Physical Activities and Distress among Participants of a Cancer Wellness Centre: A Community-Based Pilot Study
Mara L Leimanis* and Tanya R Fitzpatrick
Hope & Cope, Jewish General Hospital, Montreal, Quebec, Canada
- *Corresponding Author:
- Mara L Leimanis
Hope & Cope, Jewish General Hospital
Montreal, Quebec, Canada
Tel: 514 340-8255
E-mail: [email protected]
Received Date: February 05, 2014; Accepted Date: April 24, 2014; Published Date: April 26, 2014
Citation: Leimanis ML and Fitzpatrick TR (2014) Physical Activities and Distress among Participants of a Cancer Wellness Centre: A Community-Based Pilot Study. Int J Phys Med Rehabil 2:193. doi: 10.4172/2329-9096.1000193
Copyright: © 2014 Leimanis ML, et al. This is an open-access article distributed under the terms of the Creative Commons Attribution License, which permits unrestricted use, distribution, and reproduction in any medium, provided the original author and source are credited.

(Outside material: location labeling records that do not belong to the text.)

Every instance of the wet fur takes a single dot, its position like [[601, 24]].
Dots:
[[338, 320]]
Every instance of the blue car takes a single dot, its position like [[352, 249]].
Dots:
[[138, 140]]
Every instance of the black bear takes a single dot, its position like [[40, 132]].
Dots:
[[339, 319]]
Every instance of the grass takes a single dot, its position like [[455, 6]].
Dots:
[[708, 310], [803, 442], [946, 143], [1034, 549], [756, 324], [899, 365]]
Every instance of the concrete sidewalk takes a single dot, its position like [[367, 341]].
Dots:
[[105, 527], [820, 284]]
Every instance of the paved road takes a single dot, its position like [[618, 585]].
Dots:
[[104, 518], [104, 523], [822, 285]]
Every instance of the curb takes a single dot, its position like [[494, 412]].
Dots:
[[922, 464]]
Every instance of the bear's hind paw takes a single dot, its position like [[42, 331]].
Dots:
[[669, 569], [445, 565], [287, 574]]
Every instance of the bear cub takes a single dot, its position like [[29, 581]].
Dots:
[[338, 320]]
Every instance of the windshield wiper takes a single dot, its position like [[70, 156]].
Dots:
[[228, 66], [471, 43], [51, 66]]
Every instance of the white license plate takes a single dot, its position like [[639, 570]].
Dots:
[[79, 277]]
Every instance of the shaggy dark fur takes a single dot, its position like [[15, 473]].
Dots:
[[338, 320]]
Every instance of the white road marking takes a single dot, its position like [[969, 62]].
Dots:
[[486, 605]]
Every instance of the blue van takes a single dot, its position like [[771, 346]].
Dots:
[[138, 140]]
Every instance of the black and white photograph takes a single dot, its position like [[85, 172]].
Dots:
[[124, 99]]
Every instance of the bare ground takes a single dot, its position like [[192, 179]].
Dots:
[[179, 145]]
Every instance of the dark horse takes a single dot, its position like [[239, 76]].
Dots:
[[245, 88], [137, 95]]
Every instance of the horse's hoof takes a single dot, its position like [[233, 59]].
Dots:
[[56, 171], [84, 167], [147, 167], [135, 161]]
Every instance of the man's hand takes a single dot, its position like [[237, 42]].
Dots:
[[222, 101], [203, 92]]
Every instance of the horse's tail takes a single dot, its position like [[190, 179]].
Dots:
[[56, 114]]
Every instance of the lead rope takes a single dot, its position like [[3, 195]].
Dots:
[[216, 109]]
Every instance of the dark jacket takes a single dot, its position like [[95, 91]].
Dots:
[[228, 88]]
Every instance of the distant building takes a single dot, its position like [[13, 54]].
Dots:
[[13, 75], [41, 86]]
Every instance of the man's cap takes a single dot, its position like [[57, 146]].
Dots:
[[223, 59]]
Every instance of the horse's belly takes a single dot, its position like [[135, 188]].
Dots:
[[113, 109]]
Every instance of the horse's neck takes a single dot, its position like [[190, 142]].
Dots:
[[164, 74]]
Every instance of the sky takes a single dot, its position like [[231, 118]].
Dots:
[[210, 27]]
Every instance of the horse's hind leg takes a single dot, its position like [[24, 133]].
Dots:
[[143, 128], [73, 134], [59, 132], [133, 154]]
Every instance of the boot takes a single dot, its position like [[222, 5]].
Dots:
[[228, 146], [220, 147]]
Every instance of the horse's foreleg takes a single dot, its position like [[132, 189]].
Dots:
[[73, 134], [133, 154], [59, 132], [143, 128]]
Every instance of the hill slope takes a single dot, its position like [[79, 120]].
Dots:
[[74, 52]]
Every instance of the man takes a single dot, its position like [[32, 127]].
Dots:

Background: Severe distress in patients has been negatively correlated with treatment compliance and treatment outcomes. Cancer survivors who have been diagnosed and undergone treatment may be subject to increased distress, anxiety and depression. Little research has been conducted using physical activities as a means of mediating distress among cancer survivors in a community setting. Objective: This study explored the relationship between physical activities and distress among participants of a cancer wellness centre in Montreal, Quebec. Methods: Using a longitudinal design and data from participants (N=44), a distress assessment was administered at Time 1, and three months later at Time 2. The Distress Thermometer (DT), and the Hospital Anxiety and Depression Scale (HADS) were used to assess an individual’s psychological distress. Physical activities were measured using the Metabolic Equivalent of Tasks (METs) from the Compendium of Physical Activities classification system. Results: T-tests and regression analysis indicated that at Time 1 participation in physical activities had a significant inverse relationship with distress, in that as participation increased, distress decreased. At Time 2, three months later participation in physical activities was also associated with decreased distress especially as measured by the HADS. Participation in physical activities almost reached significance with the DT as well. Conclusions: The results suggest that distress may be reduced by participation in physical activities such as gym, yoga and/or Qi Gong among cancer survivors at a cancer wellness centre. Clinical implications include promoting the benefits of physical activities and exercise among cancer survivors as they relate to distress and other major health outcomes during the treatment and post-treatment phase. Implications for future research include the need to corroborate results using a larger sample assessing other supportive activities as they also relate to the outcome of distress.